Just months after riots rocked Detroit in the summer of 1967, Bishop Thomas Gumbleton became the youngest vicar general of the Archdiocese of Detroit.

At 38, he took on the challenging task of healing a community torn apart by violence. Now, nearly 50 years later, a film examines Gumbleton’s work during one of the city’s most difficult periods.

“American Prophet” tells the story of Gumbleton’s struggles to bring a broken and devastated Detroit back together.

The racial tension that bubbled below the surface helped fuel the riots that started July 23, 1967, sparked by a police raid on an unlicensed after-hours bar in a mainly black neighborhood. When the violence had eased four days later, 43 people had been killed, more than 300 injured and nearly 1,400 buildings had been burned.

“It was tension and a lot of decisions had to be made,” Gumbleton, 85, recalled. “A major issue had to do with integration. Some people were opposed, and some favored the idea. It was a very difficult time in the Catholic church.”

Gumbleton, known for his liberal stands on issues such as gay rights and nuclear proliferation, said he had to help local parishes navigate racial issues as well as changes within the church in the years following Vatican II.

“After the 1967 riot, the church went through a lot of dramatic changes. It had a lot to do with leadership style,” Gumbleton said. “I wanted to make sure we carried out the mandate to welcome all people.”

Gumbleton served as pastor of many parishes, including St. Aloysius, Holy Ghost and St. Leo’s, until his retirement as auxiliary bishop in 2006. He remains active as a priest.

Some consider Gumbleton a hero for his work uniting black and white parishes, and that’s what prompted local filmmaker Jasmine Rivera to document the bishop’s life.

“I have known him since I was a child. He was my pastor and did all of our family functions, such as weddings, baptisms and confirmation,” said Rivera, who was born in Detroit, raised in Oak Park and graduated in 2012 from Columbia University’s graduate film program in New York. “He had such an inspiring story, that I came from New York back to Detroit to start filming ‘American Prophet.’ ”

With the 48th anniversary of the Detroit riots coming up in July, Rivera said she had no idea the film would resonate so strongly today.

“There is a scene in the film where a person is beat up by the police. This was written two years ago,” Rivera said. “Who knew it would foreshadow the riots we are seeing now in Ferguson and the protests in New York and here in Detroit. People were angry, and it represented the oppression of one population.”

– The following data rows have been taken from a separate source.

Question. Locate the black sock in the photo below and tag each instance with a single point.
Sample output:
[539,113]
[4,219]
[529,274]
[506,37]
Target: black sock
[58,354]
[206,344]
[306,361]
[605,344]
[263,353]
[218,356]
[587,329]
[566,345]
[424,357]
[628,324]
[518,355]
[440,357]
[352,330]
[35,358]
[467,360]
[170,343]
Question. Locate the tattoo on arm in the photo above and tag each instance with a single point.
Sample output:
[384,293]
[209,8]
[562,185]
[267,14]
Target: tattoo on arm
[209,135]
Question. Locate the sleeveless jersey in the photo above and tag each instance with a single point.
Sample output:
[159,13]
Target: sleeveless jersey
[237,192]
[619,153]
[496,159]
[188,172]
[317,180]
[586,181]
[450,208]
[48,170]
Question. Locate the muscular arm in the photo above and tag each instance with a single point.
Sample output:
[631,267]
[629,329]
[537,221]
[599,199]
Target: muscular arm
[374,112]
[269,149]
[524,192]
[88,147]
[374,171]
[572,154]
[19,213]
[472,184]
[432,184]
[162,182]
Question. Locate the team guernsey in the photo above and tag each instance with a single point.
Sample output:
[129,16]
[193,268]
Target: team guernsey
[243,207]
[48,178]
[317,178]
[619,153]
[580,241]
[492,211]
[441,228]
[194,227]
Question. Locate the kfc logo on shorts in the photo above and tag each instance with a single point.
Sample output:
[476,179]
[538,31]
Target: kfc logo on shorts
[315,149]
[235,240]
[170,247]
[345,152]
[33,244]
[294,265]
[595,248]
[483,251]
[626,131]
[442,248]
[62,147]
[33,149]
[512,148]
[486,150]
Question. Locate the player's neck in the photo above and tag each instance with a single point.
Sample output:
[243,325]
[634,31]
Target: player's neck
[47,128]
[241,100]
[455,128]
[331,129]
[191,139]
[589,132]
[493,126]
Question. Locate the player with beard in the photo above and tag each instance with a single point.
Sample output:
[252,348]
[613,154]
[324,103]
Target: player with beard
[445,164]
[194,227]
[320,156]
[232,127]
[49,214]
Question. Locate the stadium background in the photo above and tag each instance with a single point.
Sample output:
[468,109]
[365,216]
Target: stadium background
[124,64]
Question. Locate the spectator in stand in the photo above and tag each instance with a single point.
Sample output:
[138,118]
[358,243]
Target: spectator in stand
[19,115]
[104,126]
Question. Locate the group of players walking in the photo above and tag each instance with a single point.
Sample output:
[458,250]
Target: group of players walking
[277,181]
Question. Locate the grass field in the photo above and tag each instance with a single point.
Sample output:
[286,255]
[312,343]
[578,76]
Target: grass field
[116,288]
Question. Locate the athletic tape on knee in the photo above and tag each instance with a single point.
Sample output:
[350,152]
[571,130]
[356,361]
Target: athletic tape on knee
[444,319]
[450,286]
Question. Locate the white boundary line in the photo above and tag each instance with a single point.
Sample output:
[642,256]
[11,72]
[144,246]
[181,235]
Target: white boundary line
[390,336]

Despite having a heavy theme of race relations and religious strife, “American Prophet” also reveals the playful side of Gumbleton and his long-time friendship with the late Bishop Kenneth Untener of Saginaw.

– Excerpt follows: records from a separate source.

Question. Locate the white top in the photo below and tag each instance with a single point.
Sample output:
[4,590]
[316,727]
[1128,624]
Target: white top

Rivera said Gumbleton “was on a hockey league and he played with one of his best friends, Kenneth, who had a wooden leg. They would get pretty passionate and competitive about these games.”

The film will be released this summer and will have a special Detroit premiere before it is submitted to festivals and screenings in other cities.

Rivera hopes that after people see the film, they will have a different outlook on Detroit and its people.

“ ‘American Prophet’ will show the behind-the-scenes version of the abandoned houses and why it really is,” Rivera said. “The city is overwhelmed with a negative outlook, but we show that we keep moving forward and are striving for something better.”